Despite promising that I won't repeat,

I keep listening to music, enjoying each beat,

If in my place, this was you?

Tell me please what would you do?

Its just recent when I promised ArRahman,

That I'd be steadfast on reading Qur-an,

I even started doing extra swiyaam,

And that one night, I did witr and qiyaam,

Boy!

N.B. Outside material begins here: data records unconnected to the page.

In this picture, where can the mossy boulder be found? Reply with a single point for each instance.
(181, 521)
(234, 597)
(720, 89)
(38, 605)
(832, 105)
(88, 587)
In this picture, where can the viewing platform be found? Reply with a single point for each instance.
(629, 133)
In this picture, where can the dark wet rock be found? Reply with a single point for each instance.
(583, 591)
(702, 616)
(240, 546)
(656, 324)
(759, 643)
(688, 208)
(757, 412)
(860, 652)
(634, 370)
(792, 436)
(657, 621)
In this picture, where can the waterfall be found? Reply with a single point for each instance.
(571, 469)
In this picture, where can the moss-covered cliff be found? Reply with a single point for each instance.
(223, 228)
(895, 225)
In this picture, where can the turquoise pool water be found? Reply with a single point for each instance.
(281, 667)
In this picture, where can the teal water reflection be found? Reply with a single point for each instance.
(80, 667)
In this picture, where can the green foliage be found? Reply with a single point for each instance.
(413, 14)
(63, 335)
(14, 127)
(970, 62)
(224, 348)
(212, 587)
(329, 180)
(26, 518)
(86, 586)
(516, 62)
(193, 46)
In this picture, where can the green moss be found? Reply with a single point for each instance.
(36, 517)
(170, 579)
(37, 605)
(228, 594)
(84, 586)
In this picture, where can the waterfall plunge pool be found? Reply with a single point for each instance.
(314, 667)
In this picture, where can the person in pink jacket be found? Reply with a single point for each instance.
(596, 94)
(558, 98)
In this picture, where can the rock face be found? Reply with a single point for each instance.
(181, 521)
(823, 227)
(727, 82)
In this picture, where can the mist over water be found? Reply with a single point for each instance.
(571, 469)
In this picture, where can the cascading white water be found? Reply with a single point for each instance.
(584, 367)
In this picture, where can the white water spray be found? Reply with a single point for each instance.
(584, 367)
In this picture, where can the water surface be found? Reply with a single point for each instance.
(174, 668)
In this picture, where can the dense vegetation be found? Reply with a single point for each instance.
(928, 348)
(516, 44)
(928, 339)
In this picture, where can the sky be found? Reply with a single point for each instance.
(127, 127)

Those days so high was my Imaan,

I never thought from this path I would turn,

Seeing me now, I really can't believe,

How I quick I managed to retrieve,

Trust me I am feeling so low,

My journey to obedience is painfully slow,

I try to talk to Allah in seclusion,

Cause' I know He always has the solution,

Then I see a message sent out of the blue,

My friend is saying, 'glad tidings to you',

The text says, 'Dear, Allah loves you.'

'Even his Jannah is waiting for you.'

'When things are tough',

'And the path seems rough',

'To him, never stop to return',

'There is a reason he is called ArRahman',

'Force your soul to pray and READ QUR-AN',

'And Allah shall revive your Iman',

'it won't be easy, that I will tell you',

'but you have to understand that it wasn't meant to '

'For Jannah is way too valuable',

'for one to enter vaguely, without surviving the struggle',

That has really shaken me inside,

Down my cheek, I feel a tear slide,

I get up and make ablution, 

This time with a more firm resolution,

I am heading back to my Lord,

Through every little act and deed I can afford,

Right now I would read even if a single Qur-an verse,

I will repeat Astaghfirullah from dawn until dusk,

The boy I'll block and clear all chats,

Along deleting all my music tracks,

For qiyaam' I'll set alarm on my phone,

I won't backbite, and its fine if that means I'll have to sit alone,

And asking Allah's help will be my biggest prayer,

It soothes my heart to know He is ever there,

I will do it now with a strong intention,

And even if I fall, I will re strengthen my resolution,

Because I know it is worth,

That He be pleased me when I am leaving this Earth.